A U.S. Census Bureau report is due out today that may hold good and bad news for Iowa. The state’s population is expected to break three-million for the first time, but, our comparably slow rate of growth will likely cost Iowa one of its five seats in the U.S. House. Iowa Senator Chuck Grassley calls it “distressing news.”

Grassley says, “It means that Iowa’s not growing as fast as the rest of the country, so Iowa and Illinois and Ohio and New York and Michigan will lose seats and Texas and California and Arizona and Florida will pick up seats.” The Census Bureau report is expected to show that Iowa finally topped the three-million mark during 2010, up from 2.9 million residents in the 2000 count.

Still, Grassley says, while Iowa’s growing, it’s not growing rapidly enough. Grassley says, “It is distressing, probably most distressing for the legislature that has to figure out how to reapportion, probably stressing for the fact that one of the five congressmen won’t be here two years from now.”

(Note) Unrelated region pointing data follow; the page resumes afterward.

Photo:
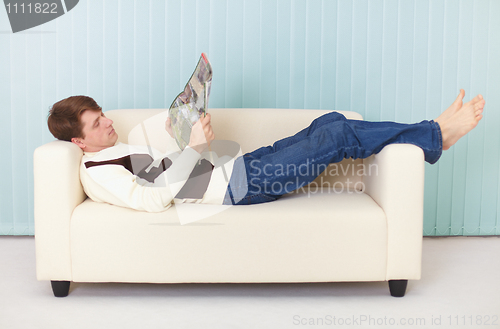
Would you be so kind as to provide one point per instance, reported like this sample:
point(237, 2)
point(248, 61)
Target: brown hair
point(64, 117)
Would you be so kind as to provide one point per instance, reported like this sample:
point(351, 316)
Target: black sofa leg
point(60, 288)
point(397, 287)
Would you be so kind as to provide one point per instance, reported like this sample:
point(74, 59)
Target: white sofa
point(327, 234)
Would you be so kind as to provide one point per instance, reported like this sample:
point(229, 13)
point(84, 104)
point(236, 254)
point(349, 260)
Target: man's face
point(98, 131)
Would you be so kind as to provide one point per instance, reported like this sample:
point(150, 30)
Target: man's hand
point(168, 127)
point(201, 134)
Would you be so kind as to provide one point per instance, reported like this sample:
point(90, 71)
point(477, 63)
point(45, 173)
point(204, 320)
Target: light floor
point(460, 288)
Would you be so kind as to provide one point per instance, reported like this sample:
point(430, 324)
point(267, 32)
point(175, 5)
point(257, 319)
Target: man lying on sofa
point(129, 176)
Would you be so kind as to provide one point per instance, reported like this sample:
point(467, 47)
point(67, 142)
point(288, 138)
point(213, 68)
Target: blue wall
point(388, 60)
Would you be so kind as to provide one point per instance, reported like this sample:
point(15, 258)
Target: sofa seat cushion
point(302, 237)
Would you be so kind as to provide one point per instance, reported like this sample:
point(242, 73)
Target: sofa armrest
point(395, 180)
point(57, 192)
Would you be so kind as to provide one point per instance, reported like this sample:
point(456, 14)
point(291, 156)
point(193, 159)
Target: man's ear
point(78, 143)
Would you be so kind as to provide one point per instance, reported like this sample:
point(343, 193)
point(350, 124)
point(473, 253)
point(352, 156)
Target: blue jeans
point(271, 171)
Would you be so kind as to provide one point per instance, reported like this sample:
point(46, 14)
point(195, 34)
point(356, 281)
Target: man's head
point(80, 120)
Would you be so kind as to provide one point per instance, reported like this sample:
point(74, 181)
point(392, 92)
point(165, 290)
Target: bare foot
point(454, 107)
point(455, 123)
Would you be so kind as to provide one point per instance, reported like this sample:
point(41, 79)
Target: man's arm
point(116, 185)
point(201, 134)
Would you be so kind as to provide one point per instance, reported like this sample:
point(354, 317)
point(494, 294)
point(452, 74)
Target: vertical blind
point(388, 60)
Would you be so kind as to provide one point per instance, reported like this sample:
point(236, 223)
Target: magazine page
point(191, 103)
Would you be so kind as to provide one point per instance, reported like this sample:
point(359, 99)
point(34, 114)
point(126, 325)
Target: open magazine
point(191, 104)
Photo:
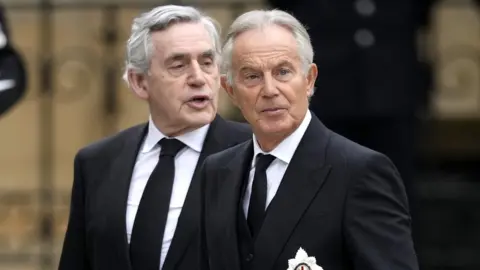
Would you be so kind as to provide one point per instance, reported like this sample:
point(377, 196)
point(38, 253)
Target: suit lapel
point(119, 184)
point(217, 139)
point(301, 183)
point(232, 179)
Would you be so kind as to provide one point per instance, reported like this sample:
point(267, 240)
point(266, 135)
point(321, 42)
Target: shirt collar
point(193, 139)
point(285, 150)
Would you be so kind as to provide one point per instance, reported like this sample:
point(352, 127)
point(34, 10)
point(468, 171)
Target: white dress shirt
point(283, 154)
point(147, 159)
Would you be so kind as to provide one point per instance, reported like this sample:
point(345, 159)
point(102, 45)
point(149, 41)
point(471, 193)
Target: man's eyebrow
point(176, 57)
point(209, 53)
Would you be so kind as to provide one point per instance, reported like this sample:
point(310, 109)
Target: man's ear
point(311, 78)
point(138, 84)
point(229, 89)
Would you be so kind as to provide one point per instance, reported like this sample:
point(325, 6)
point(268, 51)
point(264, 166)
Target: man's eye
point(284, 71)
point(177, 66)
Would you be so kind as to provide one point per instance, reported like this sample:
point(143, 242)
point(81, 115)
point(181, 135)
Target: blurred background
point(399, 76)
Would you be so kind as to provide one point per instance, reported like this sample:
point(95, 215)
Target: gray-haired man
point(135, 200)
point(295, 184)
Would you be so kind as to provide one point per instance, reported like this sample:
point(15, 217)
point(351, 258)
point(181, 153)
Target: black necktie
point(149, 225)
point(258, 198)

Iowa also lost a seat in congress following the 1990 census. While Iowa will likely be reduced to just four Representatives in the House in 2012, Grassley notes we’ll still have two senators. “The make-up of the Senate is always the same, two senators from every state,” Grassley says. “That does protect rural America but the extent to which it gives more power in the House of Representatives to urban states, then obviously, it’s a net loss for rural America.”

Iowa has a one-of-a-kind process to redraw its congressional districts. The proposed new map would be created be members of a non-partisan panel who use a formula that’s only based on the populations in each of the state’s 99 counties.